La logistica vive il suo stato di grazia. Ed è soprattutto “grazie” alla pandemia che si sta verificando una vera e propria rivoluzione nel real estate. Meno uffici e più magazzini, capannoni, aree logistiche necessari per gestire il fiume in piena degli acquisti online iniziato a marzo dello scorso anno.

In termini di asset class, gli investitori cercano quelle che durante la crisi dovuta alla pandemia si sono dimostrate più resilienti. Uffici core, logistica e ovviamente il residenziale. Logistica che riguarda anche operazioni value-add, che sono in grado di rispondere alla necessità di creare il prodotto perfetto per far fronte alla domanda in crescita.

La crescita, per il settore, è a doppia cifra. Con investimenti in logistica per 660 milioni di euro circa, pari al +135% rispetto a quanto investito nel primo semestre del 2020.
Le società, soprattutto operanti nell’e-commerce, ricercano spazi moderni ed efficienti, a un passo dalle grandi città per fronteggiare in maniera rapidissima la domanda.
E per investitori alla ricerca di “prodotti di investimento sicuri”, che diversificano, questi spazi diventano molto appetibili.

Immobiliare logistico in crescita nei prossimi 3 anni: i dati della ricerca di JLL

Gli esperti confermano che la domanda di spazi logistici crescerà ulteriormente nei prossimi tre anni. È esattamente quanto ha dichiarato di aspettarsi il 74% degli intervistati di una recente ricerca di JLL, The Future of Global Logistics Real Estate.
L’indagine che ha coinvolto oltre 700 esperti di logistica di 43 paesi, ha messo in luce quali saranno gli aspetti in grado di influenzare la domanda dell’immobiliare logistico.
Secondo il 71% degli intervistati nei prossimi tre anni aumenterà significativamente la domanda nel settore dell’e-commerce. Questo anche perché la pandemia ha dato un’importante accelerazione alla rivoluzione digitale e l’omnicanalità. Le aziende stanno cambiando i loro processi per focalizzarsi su: stoccaggio, velocità di consegna e nuove tecnologie.
Basta pensare che nel 2020 l’e-commerce è stato il protagonista indiscusso del settore, segnando una crescita enorme a livello globale (+22% del totale delle locazioni logistiche e industriali in tutto il continente europeo).

Nuove soluzioni, tra risparmio energetico e decarbonizzazione

Lo studio ha messo in luce anche la necessità di implementare soluzioni sostenibili nel breve periodo. Attualmente il mercato è concentrato su proposte che assicurano un risparmio sui costi (come l’efficienza energetica, considerata dal 73% degli intervistati la massima priorità globale del settore).

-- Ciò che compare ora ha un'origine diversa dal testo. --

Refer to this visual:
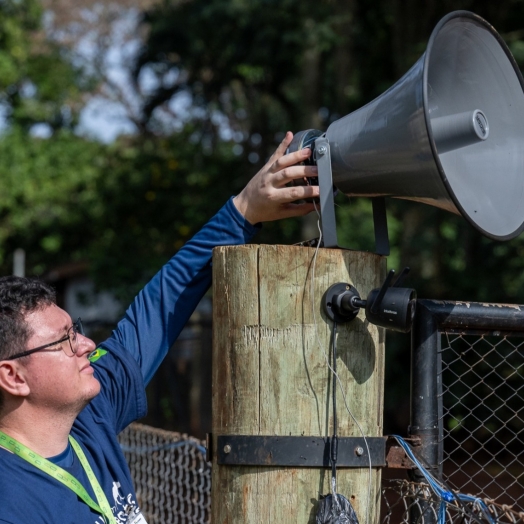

L’Europa sta andando verso questa direzione, impegnandosi per ridurre il proprio impatto. Un esempio: UK (71%), Paesi Bassi (69%) e Francia (55%).
Nel futuro del settore logistico anche la tecnologia sembra possa giocare un ruolo importante: soluzioni di automazione e robotica per gli intervistati saranno la chiave del futuro e ci si aspetta che le società di e-commerce facciano da pioniere.